Sheinbaum werde von dieser eher isolationistischen Außenpolitik abrücken, glaubt Günther Maihold, Mexiko-Experte vom Lateinamerika-Institut der Freien Universität Berlin. "Schwierig dürfte die Beziehung zu den USA werden - unabhängig davon, wer dort im November die Präsidentschaftswahlen gewinnt." Auf der Agenda stünden die Themen Migration und Sicherheitspolitik. Dazu käme eine Revision des Freihandelsabkommens mit den USA und Kanada. Europa wiederum wolle sein Freihandelsabkommens mit Mexiko modernisieren.
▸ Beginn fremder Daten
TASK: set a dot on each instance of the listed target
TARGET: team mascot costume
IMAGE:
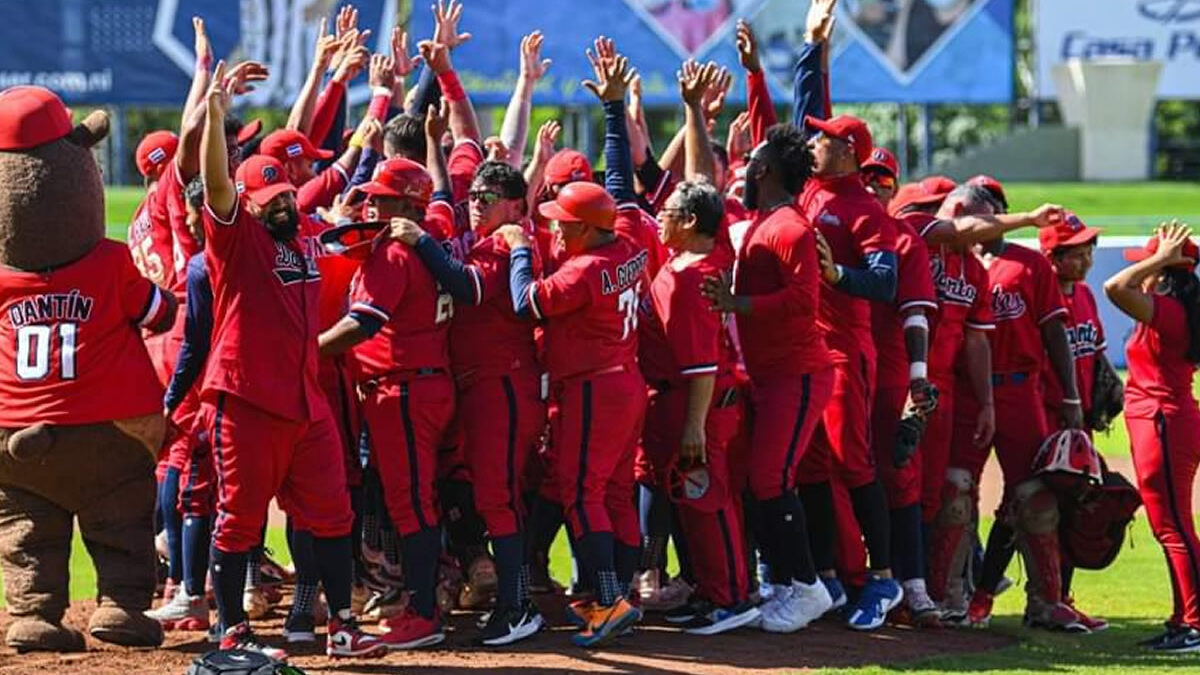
(61, 459)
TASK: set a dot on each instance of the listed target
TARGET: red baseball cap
(1189, 251)
(31, 117)
(849, 129)
(249, 131)
(882, 160)
(154, 151)
(1069, 232)
(401, 178)
(568, 166)
(287, 143)
(991, 185)
(931, 190)
(261, 178)
(582, 202)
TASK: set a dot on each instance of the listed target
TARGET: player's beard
(750, 193)
(283, 223)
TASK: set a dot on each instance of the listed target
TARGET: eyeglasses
(487, 197)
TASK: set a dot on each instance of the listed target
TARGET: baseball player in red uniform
(399, 327)
(271, 435)
(589, 308)
(1068, 246)
(775, 297)
(690, 364)
(1161, 292)
(1029, 312)
(858, 266)
(498, 382)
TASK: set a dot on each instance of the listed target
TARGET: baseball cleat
(607, 622)
(508, 626)
(879, 597)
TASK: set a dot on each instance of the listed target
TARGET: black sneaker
(299, 628)
(508, 626)
(1185, 641)
(687, 613)
(1170, 631)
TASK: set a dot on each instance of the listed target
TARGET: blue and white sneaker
(879, 597)
(837, 592)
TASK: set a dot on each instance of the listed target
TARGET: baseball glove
(1108, 395)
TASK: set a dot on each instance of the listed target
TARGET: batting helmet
(582, 202)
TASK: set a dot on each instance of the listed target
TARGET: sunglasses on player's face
(487, 197)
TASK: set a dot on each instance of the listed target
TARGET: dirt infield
(654, 649)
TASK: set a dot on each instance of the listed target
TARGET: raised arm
(515, 129)
(612, 77)
(219, 189)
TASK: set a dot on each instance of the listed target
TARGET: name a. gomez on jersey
(293, 267)
(952, 290)
(1084, 339)
(1006, 306)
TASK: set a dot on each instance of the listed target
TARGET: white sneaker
(804, 604)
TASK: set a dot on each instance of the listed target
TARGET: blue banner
(139, 52)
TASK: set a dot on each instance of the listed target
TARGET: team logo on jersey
(46, 308)
(628, 273)
(828, 220)
(951, 290)
(1084, 339)
(1007, 306)
(293, 267)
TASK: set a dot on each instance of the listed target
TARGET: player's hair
(790, 156)
(701, 199)
(195, 192)
(1185, 287)
(405, 136)
(505, 177)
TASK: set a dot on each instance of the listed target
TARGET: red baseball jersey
(1086, 338)
(70, 346)
(915, 290)
(265, 316)
(1024, 296)
(1159, 371)
(395, 286)
(487, 338)
(150, 240)
(778, 268)
(681, 336)
(591, 306)
(855, 225)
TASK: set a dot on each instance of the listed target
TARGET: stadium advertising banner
(1146, 30)
(139, 52)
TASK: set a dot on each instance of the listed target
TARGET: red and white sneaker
(347, 639)
(411, 631)
(240, 637)
(1093, 623)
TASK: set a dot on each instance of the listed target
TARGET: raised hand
(547, 137)
(203, 48)
(383, 71)
(819, 25)
(612, 73)
(437, 121)
(748, 47)
(445, 21)
(405, 64)
(533, 66)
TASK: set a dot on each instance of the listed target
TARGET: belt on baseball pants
(1001, 378)
(726, 398)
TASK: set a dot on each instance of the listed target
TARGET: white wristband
(918, 370)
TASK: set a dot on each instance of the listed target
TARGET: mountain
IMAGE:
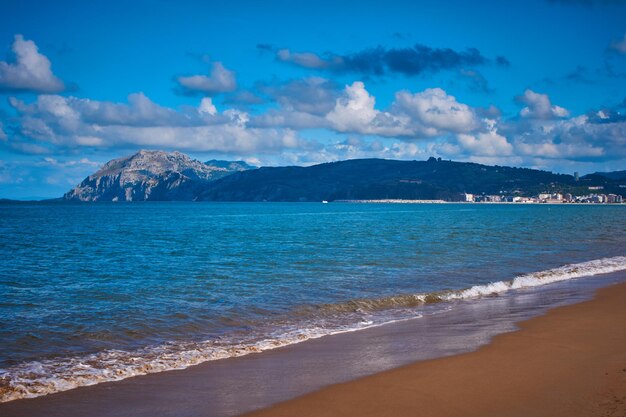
(150, 175)
(613, 175)
(361, 179)
(155, 175)
(230, 165)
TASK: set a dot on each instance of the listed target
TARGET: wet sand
(569, 362)
(572, 359)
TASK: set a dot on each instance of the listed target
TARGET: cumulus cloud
(57, 122)
(220, 80)
(414, 60)
(30, 72)
(436, 111)
(415, 125)
(429, 113)
(539, 106)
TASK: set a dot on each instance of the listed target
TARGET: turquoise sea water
(98, 292)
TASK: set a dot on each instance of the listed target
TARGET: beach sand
(569, 362)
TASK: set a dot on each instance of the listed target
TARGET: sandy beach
(570, 362)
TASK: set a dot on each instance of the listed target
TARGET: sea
(100, 292)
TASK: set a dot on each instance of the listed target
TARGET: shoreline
(234, 386)
(570, 361)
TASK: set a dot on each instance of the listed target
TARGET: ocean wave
(33, 379)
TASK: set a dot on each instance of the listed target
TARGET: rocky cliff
(151, 175)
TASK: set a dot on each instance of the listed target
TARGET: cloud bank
(30, 72)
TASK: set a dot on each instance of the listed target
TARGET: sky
(538, 84)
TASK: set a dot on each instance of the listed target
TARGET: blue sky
(539, 84)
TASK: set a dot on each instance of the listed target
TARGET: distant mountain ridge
(151, 175)
(156, 175)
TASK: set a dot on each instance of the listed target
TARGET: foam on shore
(32, 379)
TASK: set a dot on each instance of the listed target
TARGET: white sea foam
(34, 379)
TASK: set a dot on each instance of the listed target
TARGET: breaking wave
(33, 379)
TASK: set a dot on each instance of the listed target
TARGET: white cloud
(207, 107)
(436, 111)
(429, 113)
(69, 122)
(538, 106)
(354, 110)
(30, 72)
(221, 80)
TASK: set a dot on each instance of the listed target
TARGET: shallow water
(100, 292)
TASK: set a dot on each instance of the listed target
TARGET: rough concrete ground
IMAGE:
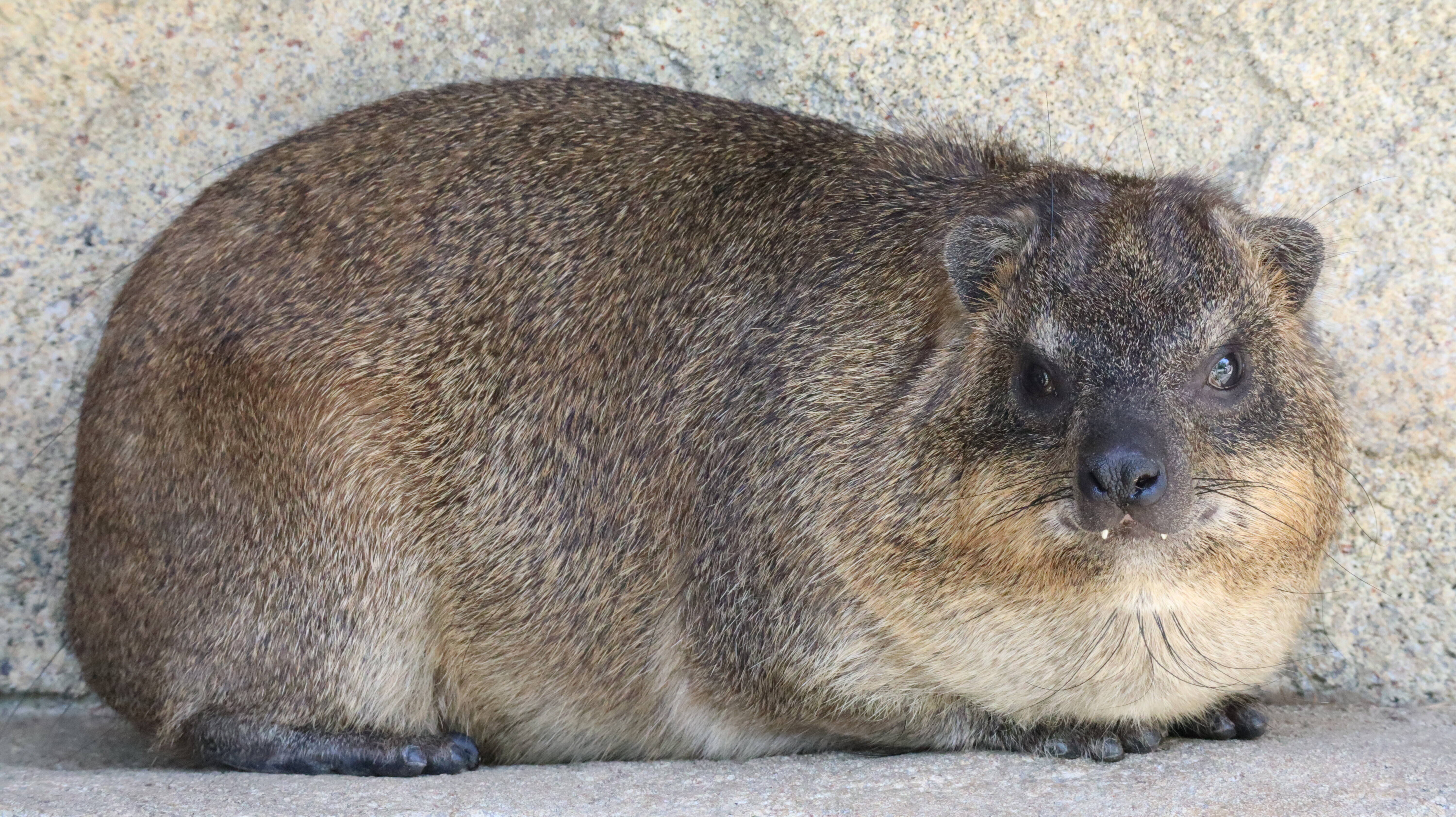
(1321, 761)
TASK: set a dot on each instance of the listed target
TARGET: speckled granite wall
(117, 114)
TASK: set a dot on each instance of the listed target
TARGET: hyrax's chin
(1144, 650)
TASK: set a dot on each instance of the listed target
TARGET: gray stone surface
(1317, 761)
(116, 114)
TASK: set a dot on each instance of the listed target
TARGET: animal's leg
(258, 746)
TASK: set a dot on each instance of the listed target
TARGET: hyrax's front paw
(1235, 717)
(1100, 743)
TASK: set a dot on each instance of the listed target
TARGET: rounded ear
(1291, 247)
(978, 250)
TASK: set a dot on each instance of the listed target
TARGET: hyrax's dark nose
(1125, 477)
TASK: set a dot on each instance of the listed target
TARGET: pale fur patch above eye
(1216, 327)
(1051, 338)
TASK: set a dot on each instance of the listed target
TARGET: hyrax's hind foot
(1234, 719)
(1097, 742)
(257, 746)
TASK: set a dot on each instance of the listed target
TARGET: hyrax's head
(1148, 443)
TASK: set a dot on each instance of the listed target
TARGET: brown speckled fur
(599, 420)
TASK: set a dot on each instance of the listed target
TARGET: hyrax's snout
(1128, 480)
(1125, 477)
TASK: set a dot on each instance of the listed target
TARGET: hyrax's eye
(1037, 382)
(1225, 372)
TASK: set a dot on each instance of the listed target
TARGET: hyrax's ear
(979, 248)
(1291, 247)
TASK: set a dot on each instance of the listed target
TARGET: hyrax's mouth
(1132, 529)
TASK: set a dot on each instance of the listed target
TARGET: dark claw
(1211, 726)
(1142, 740)
(1072, 745)
(408, 764)
(1249, 721)
(456, 753)
(1058, 748)
(1106, 749)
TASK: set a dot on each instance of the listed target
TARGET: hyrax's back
(403, 426)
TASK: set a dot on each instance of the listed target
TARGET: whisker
(1308, 539)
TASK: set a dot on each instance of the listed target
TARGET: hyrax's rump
(601, 420)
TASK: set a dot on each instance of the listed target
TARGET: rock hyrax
(566, 420)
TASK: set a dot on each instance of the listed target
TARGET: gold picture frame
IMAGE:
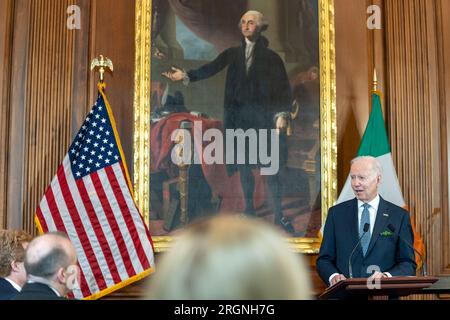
(141, 160)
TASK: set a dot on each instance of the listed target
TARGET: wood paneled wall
(47, 89)
(5, 73)
(417, 109)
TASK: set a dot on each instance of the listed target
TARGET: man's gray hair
(261, 22)
(376, 165)
(47, 265)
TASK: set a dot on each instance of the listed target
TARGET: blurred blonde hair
(11, 249)
(230, 257)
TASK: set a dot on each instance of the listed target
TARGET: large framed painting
(207, 85)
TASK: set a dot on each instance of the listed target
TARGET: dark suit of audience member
(38, 291)
(12, 253)
(380, 249)
(51, 265)
(7, 291)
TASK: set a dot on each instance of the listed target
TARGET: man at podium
(363, 237)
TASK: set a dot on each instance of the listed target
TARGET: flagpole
(102, 63)
(375, 80)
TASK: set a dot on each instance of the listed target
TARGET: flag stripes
(90, 200)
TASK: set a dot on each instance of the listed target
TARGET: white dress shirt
(373, 208)
(249, 48)
(14, 284)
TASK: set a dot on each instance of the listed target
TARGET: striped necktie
(365, 218)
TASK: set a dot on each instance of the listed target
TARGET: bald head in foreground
(370, 218)
(230, 257)
(50, 262)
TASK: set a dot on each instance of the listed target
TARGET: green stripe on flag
(375, 141)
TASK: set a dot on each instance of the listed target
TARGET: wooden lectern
(360, 288)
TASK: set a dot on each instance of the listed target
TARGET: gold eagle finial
(102, 63)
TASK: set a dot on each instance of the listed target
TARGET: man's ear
(15, 266)
(61, 275)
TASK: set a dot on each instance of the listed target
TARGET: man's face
(248, 27)
(364, 180)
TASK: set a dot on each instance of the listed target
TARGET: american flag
(91, 200)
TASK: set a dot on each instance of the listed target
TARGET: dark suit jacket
(389, 253)
(37, 291)
(251, 99)
(7, 291)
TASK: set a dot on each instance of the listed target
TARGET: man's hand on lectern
(337, 278)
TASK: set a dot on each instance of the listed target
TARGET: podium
(361, 288)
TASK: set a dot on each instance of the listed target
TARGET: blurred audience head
(12, 254)
(230, 257)
(51, 259)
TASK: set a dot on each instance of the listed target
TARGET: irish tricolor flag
(375, 143)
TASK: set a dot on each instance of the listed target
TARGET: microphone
(424, 264)
(365, 229)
Dazu werde "sicherlich auch eine Entspannung des Verhältnisses zwischen Spanien und Mexiko notwendig sein".
Regierungsstil: Technokratisch statt aufbrausend
Der scheidende Präsident stand für einen polarisierenden und aggressiven Regierungsstil. In seinen täglichen Pressekonferenzen monologisierte er stundenlang über die angeblichen Erfolge seiner Regierung und zog gerne über seine Kritiker her, wahlweise Journalisten, Umweltschützer, Intellektuelle oder Menschenrechtsaktivisten. Mit Sheinbaum scheint Mexiko nun eine ruhigere und zurückhaltendere Führung zu bekommen.
"Zunächst dürfte Scheinbaum einen deutlich technokratischeren Regierungsstil praktizieren als López Obrador", erklärt Günther Maihold gegenüber der DW. Sie könne ohne Gegengewicht regieren, wenn ihre Partei in beiden Parlamentskammern die absolute Mehrheit gewönne. "Das dürfte es ihr einfacher machen, aus dem Schatten von López Obrador herauszutreten und ihr eigenes Profil mit größerer Unabhängigkeit zu entwickeln."
Auch Florian Huber von der Heinrich-Böll-Stiftung äußert ähnliche Hoffnungen: "Bei ihrer Siegesrede sendete Scheinbaum auch Zeichen der Versöhnung nach der starken Polarisierung im Land durch AMLOs konfrontativen Politikstil der vergangenen Jahre." Sie wolle für alle Menschen im Land reagieren, hatte Sheinbaum gesagt. "Es bleibt abzuwarten, wie sie das ab Oktober umsetzen will."